Associate Professor, School of Civil and Environmental Engineering, Georgia Institute of Technology, Atlanta, GA
Geotechnical Professional, WPC Engineering, Mountain Pleasant, SC
(Received 30 July 2003; accepted 20 May 2004)
A non-resonance (NR) test method is introduced to determine dynamic soil properties at low strain amplitudes over a broad frequency range using a conventional resonant column/torsional shear (RC/TS) apparatus. The theoretical background of the NR method is presented and it is shown that the shear modulus and material damping ratio can be obtained from frequency response measurements between the applied torque and resulting rotational displacement of the specimen. By properly accounting for inertia effects, the NR method allows measurements at frequencies (e.g., 2–30 Hz) that fill the gap between conventional RC and TS tests. Experimental results are presented for aluminum alloy, polymethyl methacrylate (PMMA), and soil specimens over the frequency range of 0.01–30 Hz.

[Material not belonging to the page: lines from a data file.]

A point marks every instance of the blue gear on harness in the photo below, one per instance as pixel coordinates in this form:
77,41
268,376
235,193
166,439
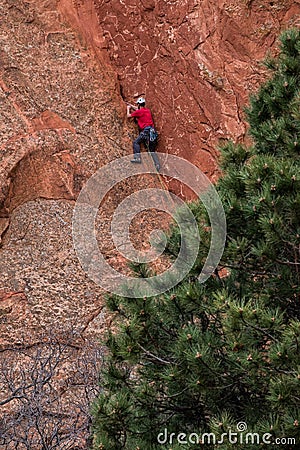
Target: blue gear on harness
153,135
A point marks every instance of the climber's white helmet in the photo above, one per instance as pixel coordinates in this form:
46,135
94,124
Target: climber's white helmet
141,100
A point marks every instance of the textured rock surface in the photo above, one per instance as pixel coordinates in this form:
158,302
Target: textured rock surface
65,68
196,61
61,119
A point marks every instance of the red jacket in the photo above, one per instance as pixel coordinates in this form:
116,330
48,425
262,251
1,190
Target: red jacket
144,118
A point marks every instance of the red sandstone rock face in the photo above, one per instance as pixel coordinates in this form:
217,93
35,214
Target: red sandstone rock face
196,62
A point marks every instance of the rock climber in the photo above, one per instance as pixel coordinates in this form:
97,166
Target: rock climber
147,134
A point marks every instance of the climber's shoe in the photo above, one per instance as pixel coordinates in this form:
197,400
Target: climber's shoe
136,160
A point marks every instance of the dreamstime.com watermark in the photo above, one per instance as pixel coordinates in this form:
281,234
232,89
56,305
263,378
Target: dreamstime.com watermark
240,436
98,186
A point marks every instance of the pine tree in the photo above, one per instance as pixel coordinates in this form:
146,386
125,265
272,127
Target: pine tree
203,357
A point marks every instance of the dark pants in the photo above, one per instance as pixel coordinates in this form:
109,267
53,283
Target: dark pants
143,138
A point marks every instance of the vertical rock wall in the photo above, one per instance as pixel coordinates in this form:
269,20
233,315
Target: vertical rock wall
196,61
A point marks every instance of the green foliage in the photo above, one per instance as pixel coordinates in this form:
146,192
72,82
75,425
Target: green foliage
203,357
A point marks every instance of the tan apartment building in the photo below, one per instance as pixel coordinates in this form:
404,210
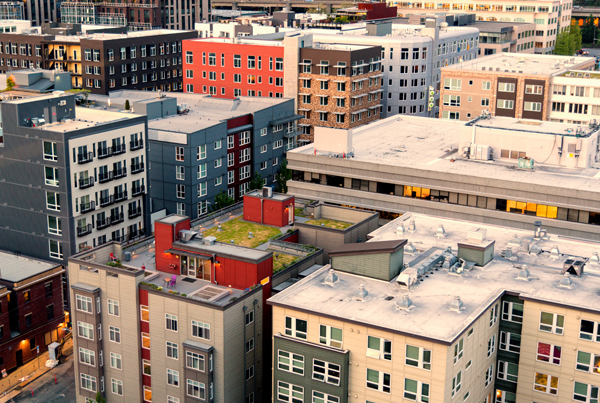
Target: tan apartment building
433,310
505,84
339,85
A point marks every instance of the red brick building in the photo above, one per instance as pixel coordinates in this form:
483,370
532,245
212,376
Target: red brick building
228,69
31,308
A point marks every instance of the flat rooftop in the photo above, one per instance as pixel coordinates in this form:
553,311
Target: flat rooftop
548,65
429,145
431,296
15,268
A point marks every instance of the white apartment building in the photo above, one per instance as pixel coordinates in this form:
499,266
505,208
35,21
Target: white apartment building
550,17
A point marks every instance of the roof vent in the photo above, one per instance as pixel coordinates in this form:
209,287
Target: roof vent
566,281
524,274
331,277
405,304
361,295
457,305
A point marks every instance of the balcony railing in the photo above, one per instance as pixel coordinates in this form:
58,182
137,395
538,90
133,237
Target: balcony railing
101,224
119,173
104,177
137,191
137,168
87,207
85,183
85,158
135,212
116,219
136,145
120,196
87,229
106,201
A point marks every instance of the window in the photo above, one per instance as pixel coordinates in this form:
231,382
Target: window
295,327
456,383
416,390
194,361
115,361
200,330
585,393
171,322
172,351
379,348
510,342
286,392
330,336
512,311
290,362
545,383
418,357
508,371
458,350
552,323
113,307
50,151
196,389
83,304
114,334
172,377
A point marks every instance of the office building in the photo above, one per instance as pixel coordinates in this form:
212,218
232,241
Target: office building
71,178
442,310
32,308
100,61
515,85
492,170
551,17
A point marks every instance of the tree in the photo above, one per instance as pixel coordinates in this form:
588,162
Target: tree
257,182
283,175
222,200
564,44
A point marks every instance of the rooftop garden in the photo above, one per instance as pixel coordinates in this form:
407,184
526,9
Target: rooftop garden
238,229
325,222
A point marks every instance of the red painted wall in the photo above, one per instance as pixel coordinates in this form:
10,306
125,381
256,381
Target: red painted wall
199,46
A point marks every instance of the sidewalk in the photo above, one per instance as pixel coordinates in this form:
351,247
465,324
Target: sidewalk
9,386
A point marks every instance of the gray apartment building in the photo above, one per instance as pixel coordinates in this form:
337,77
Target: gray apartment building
201,146
71,178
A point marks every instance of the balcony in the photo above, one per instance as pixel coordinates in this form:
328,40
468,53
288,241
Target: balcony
120,196
138,191
85,158
136,145
87,207
101,224
104,152
118,149
85,183
87,229
137,168
135,212
106,201
116,219
104,177
119,173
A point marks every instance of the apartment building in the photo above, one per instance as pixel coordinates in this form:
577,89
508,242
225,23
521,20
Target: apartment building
196,337
366,328
507,84
551,17
32,313
495,170
71,178
99,61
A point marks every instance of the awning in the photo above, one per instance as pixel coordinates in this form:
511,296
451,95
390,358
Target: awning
239,129
286,119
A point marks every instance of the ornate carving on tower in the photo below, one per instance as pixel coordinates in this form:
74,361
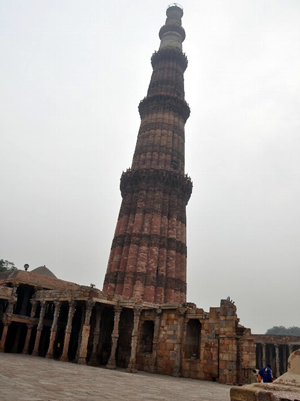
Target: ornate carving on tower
148,254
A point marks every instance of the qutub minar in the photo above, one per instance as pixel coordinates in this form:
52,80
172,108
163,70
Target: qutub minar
141,320
148,255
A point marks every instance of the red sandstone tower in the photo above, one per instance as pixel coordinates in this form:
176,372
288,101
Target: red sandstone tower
148,255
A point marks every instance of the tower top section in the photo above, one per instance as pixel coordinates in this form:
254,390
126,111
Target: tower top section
172,34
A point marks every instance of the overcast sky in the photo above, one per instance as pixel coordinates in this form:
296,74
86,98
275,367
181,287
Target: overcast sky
72,73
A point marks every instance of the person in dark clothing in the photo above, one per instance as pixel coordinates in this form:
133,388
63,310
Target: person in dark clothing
266,374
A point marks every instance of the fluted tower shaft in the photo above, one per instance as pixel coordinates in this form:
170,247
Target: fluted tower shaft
148,254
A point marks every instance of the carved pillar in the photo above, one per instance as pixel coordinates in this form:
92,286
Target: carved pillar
29,326
4,335
39,329
134,340
27,340
57,305
114,338
277,363
17,338
153,366
11,303
68,331
93,359
178,360
85,332
264,354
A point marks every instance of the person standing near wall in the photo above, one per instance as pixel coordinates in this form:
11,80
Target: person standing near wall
266,374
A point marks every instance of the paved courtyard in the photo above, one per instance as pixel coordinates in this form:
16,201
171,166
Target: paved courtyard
27,378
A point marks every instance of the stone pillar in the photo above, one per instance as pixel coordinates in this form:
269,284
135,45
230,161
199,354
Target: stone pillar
57,305
114,338
27,340
29,326
11,303
277,363
178,360
134,340
4,335
153,366
17,338
39,329
264,354
85,333
93,359
68,331
24,303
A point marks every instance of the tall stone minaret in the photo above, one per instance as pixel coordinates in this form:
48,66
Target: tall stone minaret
148,255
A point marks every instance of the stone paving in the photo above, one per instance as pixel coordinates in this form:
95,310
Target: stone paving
28,378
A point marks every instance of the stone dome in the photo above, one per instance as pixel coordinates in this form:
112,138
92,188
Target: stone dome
44,271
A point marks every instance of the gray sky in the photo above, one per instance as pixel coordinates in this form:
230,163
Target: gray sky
72,73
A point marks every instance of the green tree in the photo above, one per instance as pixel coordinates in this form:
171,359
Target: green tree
5,266
283,331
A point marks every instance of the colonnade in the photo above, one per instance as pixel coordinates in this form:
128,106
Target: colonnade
89,307
275,354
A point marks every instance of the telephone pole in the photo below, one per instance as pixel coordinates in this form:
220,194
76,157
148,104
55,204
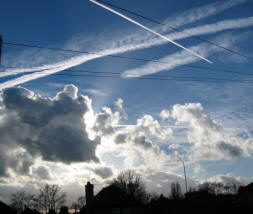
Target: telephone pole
1,43
185,179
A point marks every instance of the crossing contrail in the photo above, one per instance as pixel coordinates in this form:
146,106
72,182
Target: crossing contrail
148,29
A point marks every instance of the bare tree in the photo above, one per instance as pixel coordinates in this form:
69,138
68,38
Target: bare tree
175,192
21,199
131,183
51,197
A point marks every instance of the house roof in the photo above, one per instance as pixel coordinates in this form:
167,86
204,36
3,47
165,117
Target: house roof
29,211
113,196
6,209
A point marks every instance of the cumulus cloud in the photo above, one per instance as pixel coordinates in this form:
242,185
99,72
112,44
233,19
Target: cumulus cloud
228,178
51,128
145,128
208,139
104,121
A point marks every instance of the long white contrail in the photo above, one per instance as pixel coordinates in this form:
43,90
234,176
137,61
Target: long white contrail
150,30
77,60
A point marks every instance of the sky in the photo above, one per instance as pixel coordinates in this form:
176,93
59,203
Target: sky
69,117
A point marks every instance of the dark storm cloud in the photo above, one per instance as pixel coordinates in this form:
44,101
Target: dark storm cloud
42,172
53,128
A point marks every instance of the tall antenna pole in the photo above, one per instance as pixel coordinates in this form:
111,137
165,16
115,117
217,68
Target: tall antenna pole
185,179
1,43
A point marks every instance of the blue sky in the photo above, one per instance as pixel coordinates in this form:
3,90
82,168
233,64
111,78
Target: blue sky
206,123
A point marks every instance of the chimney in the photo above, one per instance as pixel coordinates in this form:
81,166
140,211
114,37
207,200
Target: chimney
89,193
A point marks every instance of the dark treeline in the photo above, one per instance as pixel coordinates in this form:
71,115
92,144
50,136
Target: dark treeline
208,198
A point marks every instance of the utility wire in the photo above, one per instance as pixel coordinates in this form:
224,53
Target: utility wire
150,78
123,57
116,75
178,30
149,75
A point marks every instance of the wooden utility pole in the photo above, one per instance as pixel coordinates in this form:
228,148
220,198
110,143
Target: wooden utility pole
1,43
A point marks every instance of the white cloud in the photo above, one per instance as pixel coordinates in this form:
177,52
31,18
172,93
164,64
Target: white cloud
208,139
228,178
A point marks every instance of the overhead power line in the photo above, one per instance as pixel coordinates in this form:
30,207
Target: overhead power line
153,75
163,79
117,75
177,29
121,57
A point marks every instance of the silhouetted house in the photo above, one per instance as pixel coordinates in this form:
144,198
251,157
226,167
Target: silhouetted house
111,200
30,211
161,205
5,209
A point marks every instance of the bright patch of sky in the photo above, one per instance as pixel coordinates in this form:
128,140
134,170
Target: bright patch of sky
68,127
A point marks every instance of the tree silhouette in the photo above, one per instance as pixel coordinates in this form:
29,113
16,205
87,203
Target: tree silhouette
21,199
51,198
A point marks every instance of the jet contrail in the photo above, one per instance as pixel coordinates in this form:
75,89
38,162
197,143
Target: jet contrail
150,30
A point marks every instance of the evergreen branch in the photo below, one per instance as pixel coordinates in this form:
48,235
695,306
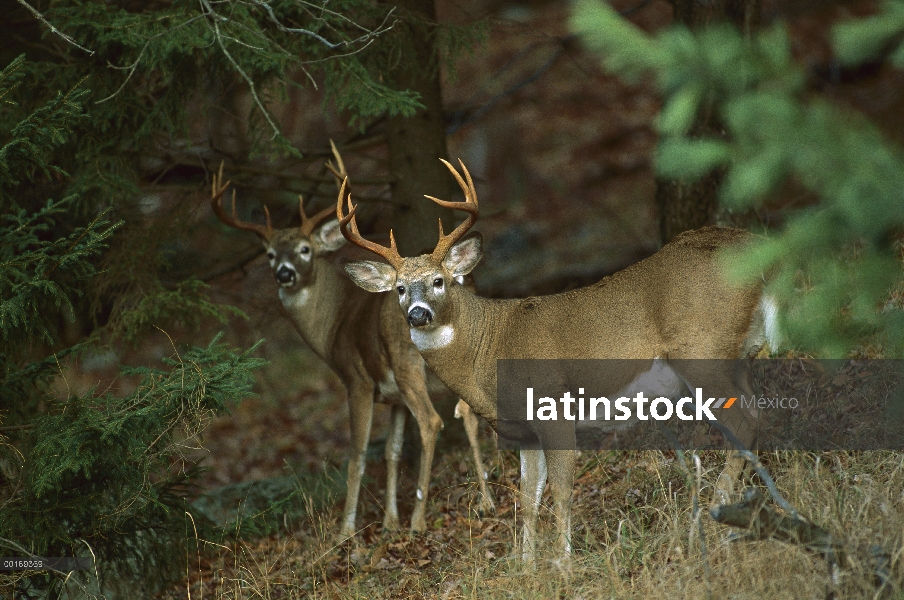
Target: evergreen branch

Values for aluminum alloy and PMMA, used as calibration materials, obtained with the NR method agree well with reference values from the literature and help validate the approach. Tests on two soil specimens indicate that the NR method permits continuous measurements of shear modulus and material damping ratio of soils over a broad frequency range, which has the potential to yield improved understanding of viscoelastic soil behavior and provide dynamic soil properties over a range of frequencies appropriate for a variety of natural and man-made vibration sources.